Mapa para a ilha (Carlos Walker) 29.12.2011
Nela nascem vários Mitos e outros para ela se refugiam. A ilha é um resto de totem geográfico. Um coral vivo, em carne viva, humana, exposta às intempéries.
A ilha recobre-se de areais, vegetações,palmeiras, lagoas, cavernas e montanhas.
São tantas entre os biombos moduláveis do tempo. Como a Síria, vinda da palavra Sol, em sânscrito Suriâ, Ilha-polar que o poeta Homero citava muitas vezes. Assim como as ilhas hiperbóreas, as ilhas gregas ou a Ilha Aztlan, ilha-continente dos toltecas, que chamamos lendariamente Atlântida.
A ilha é uma nave que se perdeu a caminho do céu e desviando-se caiu no mar da Terra.
Nas tradições pré-católicas e muçulmanas, a ilha é o Paraíso das bíblias descrevendo signos dos reinos da natureza. A ilha é uma incrustração fenomênica.
Nuvens pousam sobre a ilha, pássaros surgem e somem na cerração que a corta ao meio e a sua outra parte levita entre fumaças estranhas.
Nos mitos vixinuítas da Índia aparecem as Ilhas Brancas assim como nos mitos celtas encontramos místicas e bruxuleantes, as Ilhas Verdes.

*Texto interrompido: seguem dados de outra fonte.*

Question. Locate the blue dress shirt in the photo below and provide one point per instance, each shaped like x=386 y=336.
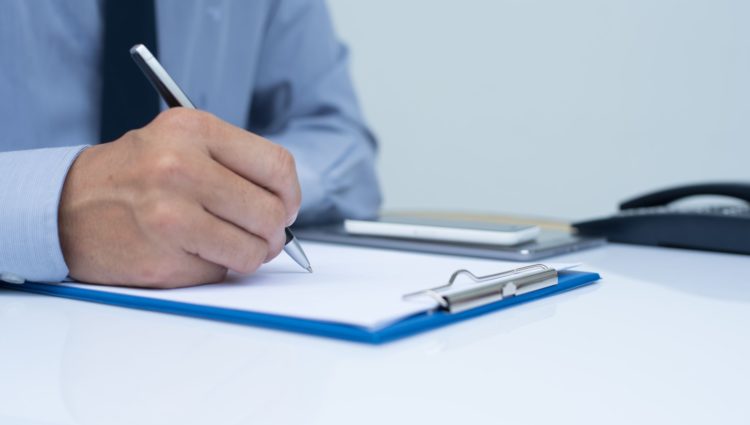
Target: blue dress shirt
x=274 y=67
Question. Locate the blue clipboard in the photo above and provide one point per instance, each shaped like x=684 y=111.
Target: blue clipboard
x=566 y=280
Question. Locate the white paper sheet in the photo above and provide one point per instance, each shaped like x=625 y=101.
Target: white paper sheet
x=356 y=286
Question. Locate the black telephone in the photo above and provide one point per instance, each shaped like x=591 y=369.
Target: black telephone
x=650 y=220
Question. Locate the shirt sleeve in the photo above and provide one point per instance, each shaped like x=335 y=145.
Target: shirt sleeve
x=304 y=100
x=30 y=188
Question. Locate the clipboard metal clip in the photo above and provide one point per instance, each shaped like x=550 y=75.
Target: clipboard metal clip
x=457 y=296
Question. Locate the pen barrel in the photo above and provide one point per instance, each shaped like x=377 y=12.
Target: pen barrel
x=471 y=296
x=289 y=235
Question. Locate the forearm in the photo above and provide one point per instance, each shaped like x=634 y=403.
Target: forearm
x=29 y=195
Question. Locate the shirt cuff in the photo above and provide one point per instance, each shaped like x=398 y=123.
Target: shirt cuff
x=29 y=198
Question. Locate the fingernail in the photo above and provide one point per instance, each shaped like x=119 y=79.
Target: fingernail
x=292 y=220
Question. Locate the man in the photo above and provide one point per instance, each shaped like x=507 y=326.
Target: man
x=189 y=195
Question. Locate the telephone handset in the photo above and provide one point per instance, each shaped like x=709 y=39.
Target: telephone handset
x=652 y=220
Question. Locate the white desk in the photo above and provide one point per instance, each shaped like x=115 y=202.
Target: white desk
x=664 y=338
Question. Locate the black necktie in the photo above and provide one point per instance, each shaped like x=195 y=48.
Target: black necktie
x=128 y=101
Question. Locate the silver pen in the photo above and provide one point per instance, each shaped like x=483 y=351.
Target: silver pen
x=174 y=96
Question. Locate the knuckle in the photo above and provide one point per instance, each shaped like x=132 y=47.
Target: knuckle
x=284 y=164
x=169 y=167
x=252 y=258
x=186 y=121
x=164 y=218
x=275 y=215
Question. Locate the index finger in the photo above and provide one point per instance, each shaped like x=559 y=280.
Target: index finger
x=257 y=159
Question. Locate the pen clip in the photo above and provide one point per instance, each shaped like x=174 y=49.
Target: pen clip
x=456 y=296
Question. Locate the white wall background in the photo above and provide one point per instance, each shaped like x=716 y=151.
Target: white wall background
x=549 y=107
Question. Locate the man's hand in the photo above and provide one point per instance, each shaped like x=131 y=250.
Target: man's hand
x=176 y=203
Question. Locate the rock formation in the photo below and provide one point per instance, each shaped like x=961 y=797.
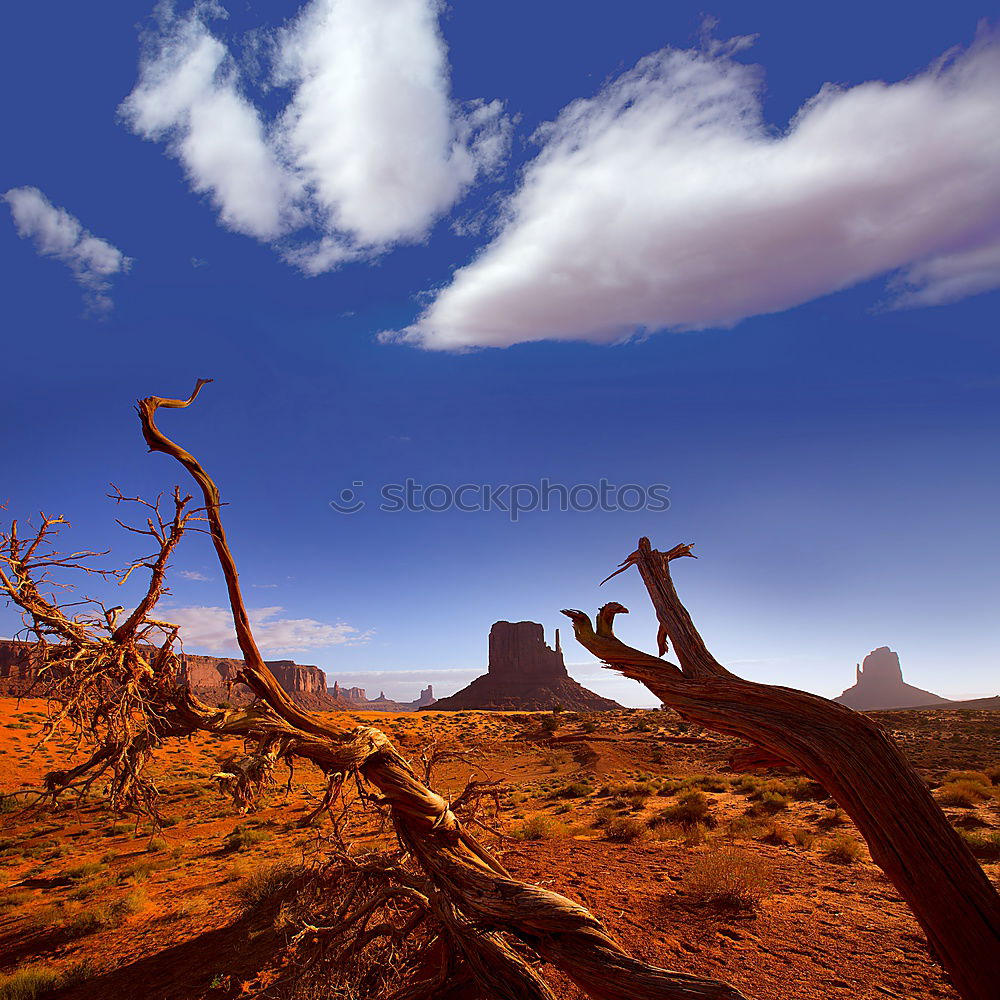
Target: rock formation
x=879 y=684
x=358 y=700
x=211 y=678
x=524 y=674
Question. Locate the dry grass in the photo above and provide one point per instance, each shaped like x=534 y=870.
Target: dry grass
x=730 y=879
x=843 y=849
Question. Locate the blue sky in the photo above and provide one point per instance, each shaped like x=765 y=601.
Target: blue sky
x=506 y=243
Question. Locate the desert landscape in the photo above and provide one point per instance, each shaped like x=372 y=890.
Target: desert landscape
x=371 y=659
x=758 y=879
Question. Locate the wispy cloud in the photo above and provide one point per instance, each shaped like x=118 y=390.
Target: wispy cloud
x=667 y=202
x=56 y=233
x=369 y=152
x=211 y=629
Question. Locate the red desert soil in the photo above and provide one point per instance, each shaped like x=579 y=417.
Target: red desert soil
x=118 y=915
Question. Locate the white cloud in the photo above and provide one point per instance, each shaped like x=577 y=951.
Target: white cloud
x=666 y=202
x=188 y=94
x=369 y=152
x=950 y=277
x=58 y=234
x=211 y=628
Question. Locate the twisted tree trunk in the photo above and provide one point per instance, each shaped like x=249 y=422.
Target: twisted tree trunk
x=849 y=754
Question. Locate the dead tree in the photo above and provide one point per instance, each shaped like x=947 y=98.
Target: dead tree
x=849 y=754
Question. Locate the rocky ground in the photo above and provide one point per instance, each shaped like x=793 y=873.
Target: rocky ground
x=758 y=880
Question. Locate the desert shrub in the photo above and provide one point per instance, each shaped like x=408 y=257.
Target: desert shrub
x=538 y=827
x=603 y=816
x=803 y=837
x=807 y=790
x=979 y=777
x=263 y=885
x=730 y=879
x=745 y=828
x=243 y=837
x=574 y=790
x=843 y=849
x=628 y=789
x=85 y=922
x=984 y=844
x=78 y=972
x=768 y=803
x=625 y=830
x=692 y=807
x=691 y=836
x=28 y=983
x=777 y=835
x=136 y=871
x=710 y=783
x=13 y=900
x=837 y=817
x=964 y=793
x=85 y=870
x=129 y=905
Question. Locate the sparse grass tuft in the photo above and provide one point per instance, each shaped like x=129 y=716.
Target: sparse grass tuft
x=263 y=885
x=965 y=793
x=28 y=983
x=243 y=837
x=692 y=807
x=626 y=830
x=843 y=849
x=538 y=827
x=729 y=878
x=984 y=844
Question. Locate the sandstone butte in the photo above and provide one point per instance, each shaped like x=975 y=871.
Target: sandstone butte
x=524 y=674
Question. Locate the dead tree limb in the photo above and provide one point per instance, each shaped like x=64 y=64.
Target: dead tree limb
x=850 y=755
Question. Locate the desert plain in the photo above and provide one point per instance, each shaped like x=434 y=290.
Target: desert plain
x=756 y=879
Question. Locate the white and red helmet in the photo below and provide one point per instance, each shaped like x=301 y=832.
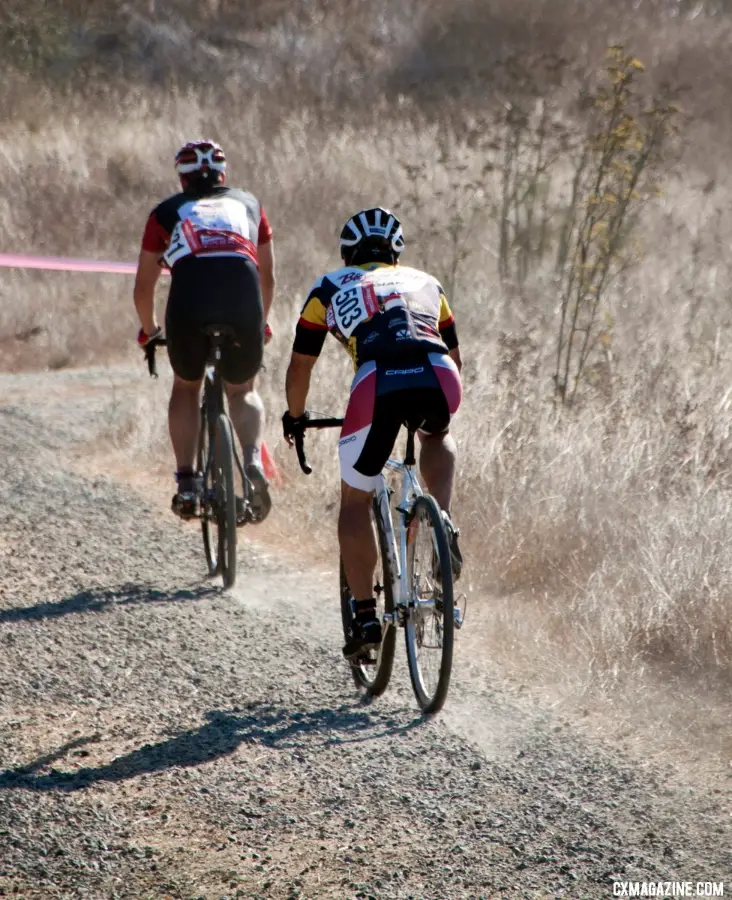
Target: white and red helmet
x=196 y=156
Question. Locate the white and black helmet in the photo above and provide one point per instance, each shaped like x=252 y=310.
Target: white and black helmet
x=377 y=229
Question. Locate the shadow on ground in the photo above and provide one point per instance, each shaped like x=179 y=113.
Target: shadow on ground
x=98 y=599
x=220 y=736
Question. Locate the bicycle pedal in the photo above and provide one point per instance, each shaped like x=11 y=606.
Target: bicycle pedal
x=459 y=610
x=365 y=660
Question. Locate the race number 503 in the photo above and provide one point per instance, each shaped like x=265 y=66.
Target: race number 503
x=354 y=305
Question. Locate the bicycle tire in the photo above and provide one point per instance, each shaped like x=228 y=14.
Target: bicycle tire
x=225 y=499
x=375 y=679
x=426 y=513
x=210 y=545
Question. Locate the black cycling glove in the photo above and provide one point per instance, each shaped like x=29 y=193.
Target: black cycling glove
x=292 y=426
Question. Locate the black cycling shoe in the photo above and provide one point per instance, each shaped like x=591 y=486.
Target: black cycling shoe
x=187 y=502
x=365 y=632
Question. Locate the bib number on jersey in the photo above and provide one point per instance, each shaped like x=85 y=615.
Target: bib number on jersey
x=211 y=227
x=354 y=305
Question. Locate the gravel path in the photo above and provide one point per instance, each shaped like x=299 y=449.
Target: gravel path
x=163 y=739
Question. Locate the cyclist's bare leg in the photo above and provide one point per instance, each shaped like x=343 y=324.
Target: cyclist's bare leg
x=247 y=415
x=184 y=422
x=437 y=461
x=357 y=541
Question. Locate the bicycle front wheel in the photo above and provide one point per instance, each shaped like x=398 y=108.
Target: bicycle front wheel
x=225 y=499
x=373 y=672
x=430 y=626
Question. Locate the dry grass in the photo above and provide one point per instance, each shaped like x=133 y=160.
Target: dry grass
x=602 y=532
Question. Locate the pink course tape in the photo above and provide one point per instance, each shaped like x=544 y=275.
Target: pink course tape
x=66 y=264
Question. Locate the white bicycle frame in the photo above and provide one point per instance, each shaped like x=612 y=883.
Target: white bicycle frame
x=396 y=542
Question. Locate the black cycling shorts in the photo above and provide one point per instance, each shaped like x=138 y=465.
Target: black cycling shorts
x=220 y=290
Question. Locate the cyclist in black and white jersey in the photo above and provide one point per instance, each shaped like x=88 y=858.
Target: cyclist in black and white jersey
x=218 y=244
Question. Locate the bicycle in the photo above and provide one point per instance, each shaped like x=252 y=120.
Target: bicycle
x=217 y=460
x=414 y=583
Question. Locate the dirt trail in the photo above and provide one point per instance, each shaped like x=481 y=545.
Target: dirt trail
x=163 y=739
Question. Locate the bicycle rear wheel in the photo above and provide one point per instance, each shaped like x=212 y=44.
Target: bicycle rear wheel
x=430 y=625
x=223 y=471
x=373 y=672
x=208 y=504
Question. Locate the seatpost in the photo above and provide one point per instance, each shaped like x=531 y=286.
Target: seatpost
x=409 y=459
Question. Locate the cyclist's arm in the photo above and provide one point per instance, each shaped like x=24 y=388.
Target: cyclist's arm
x=448 y=331
x=297 y=382
x=310 y=335
x=454 y=355
x=148 y=272
x=267 y=275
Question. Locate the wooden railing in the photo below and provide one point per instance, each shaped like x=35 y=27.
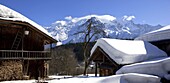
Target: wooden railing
x=18 y=54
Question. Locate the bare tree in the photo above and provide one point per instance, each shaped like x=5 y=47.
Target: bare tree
x=93 y=30
x=63 y=61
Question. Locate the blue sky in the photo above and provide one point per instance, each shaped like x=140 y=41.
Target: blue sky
x=45 y=12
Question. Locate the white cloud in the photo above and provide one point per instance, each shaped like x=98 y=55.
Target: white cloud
x=128 y=18
x=68 y=18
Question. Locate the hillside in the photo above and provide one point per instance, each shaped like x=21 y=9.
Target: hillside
x=67 y=29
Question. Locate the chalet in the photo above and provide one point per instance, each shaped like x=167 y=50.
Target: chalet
x=109 y=55
x=159 y=38
x=23 y=40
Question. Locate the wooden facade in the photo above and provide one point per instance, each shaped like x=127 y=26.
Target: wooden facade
x=15 y=44
x=103 y=63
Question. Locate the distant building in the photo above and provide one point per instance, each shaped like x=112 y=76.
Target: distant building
x=23 y=40
x=109 y=55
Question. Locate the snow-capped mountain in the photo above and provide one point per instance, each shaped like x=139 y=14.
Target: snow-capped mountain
x=72 y=30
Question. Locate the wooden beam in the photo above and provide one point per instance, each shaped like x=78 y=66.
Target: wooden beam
x=95 y=69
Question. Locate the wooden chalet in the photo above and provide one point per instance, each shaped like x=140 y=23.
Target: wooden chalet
x=23 y=40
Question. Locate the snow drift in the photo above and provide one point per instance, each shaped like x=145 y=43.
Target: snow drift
x=156 y=35
x=130 y=78
x=159 y=67
x=128 y=51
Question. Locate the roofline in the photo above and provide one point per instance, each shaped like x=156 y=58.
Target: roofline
x=31 y=26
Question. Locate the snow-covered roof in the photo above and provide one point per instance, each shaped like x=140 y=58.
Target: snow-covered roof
x=128 y=51
x=9 y=14
x=159 y=67
x=157 y=35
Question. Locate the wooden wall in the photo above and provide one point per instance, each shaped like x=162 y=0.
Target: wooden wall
x=32 y=42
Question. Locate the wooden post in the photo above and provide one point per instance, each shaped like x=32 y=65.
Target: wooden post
x=22 y=49
x=95 y=69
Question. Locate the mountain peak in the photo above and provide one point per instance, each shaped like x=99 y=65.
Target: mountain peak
x=124 y=28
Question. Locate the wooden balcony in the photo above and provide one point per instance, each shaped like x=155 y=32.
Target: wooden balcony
x=18 y=54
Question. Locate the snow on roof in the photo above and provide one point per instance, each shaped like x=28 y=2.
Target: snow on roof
x=128 y=51
x=160 y=67
x=130 y=78
x=156 y=35
x=9 y=14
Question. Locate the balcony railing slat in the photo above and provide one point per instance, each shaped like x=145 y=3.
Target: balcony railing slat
x=17 y=54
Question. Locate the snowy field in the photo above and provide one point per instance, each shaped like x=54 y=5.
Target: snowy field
x=124 y=78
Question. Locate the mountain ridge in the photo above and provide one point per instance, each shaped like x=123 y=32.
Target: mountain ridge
x=123 y=28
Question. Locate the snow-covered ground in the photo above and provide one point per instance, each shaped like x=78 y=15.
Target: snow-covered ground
x=123 y=78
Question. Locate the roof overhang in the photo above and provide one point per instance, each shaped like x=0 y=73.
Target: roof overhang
x=4 y=21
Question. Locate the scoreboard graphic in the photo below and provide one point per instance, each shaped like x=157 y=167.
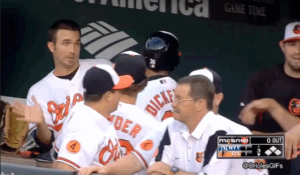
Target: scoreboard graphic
x=250 y=147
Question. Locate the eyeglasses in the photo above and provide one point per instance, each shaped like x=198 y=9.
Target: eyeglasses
x=176 y=100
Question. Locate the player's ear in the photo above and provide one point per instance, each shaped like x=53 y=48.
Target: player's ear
x=218 y=99
x=50 y=46
x=200 y=104
x=281 y=44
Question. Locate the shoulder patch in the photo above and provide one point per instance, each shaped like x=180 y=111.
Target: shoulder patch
x=73 y=146
x=147 y=145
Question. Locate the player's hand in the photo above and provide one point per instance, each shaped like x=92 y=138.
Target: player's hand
x=159 y=167
x=33 y=114
x=292 y=139
x=250 y=111
x=92 y=169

A ilha sou eu. Um homem ilhado. Um astronauta, que viajando em direção ao Sol extasia-se olhando para baixo e, em prantos decide retornar ao seu centro já quase naufragado.
A ilha é uma capela em que pescadores santificam dores orando e repescando seres saídos de sereias.
A ilha é um peixe que assobia um segredo. O último segredo, que só aos náufragos desembocados em suas praias lhes é revelado.
Mil olhos de ilhas, de todas as idades na escalada zodiacal de milhões de Eras elípticas que o pião do sol vai puxando para outros sistemas planetários.
Desde seu nascimento,o panteão-mor dos mitos, Zeus seta suas aventuras a todas direções cardeais por inúmeras ilhas.
A ilha é o momento do clarão da morte. A ilha abre e fecha como os sexos opostos copulam como num oráculo.Dentro-fora-automático.
A ilha é uma criança que nasce e outra que morre.
Na pista do horizonte da ilha, a lua gira em vórtices e escapa da pista. Durante a noite, a lua seqüestra a alma da ilha e a leva num sonho. Para onde?
Alguém assistiu do cais distante a ilha voar como um OVNI.
A ilha é uma encruzilhada de cirandas onde pessoas perdidas se reencontram.
O Japão é uma ilha-país. Como a Grã-Bretanha, ilha-feiticeira em que magos-druídas entre menires e carvalhos iniciavam seus aprendizes.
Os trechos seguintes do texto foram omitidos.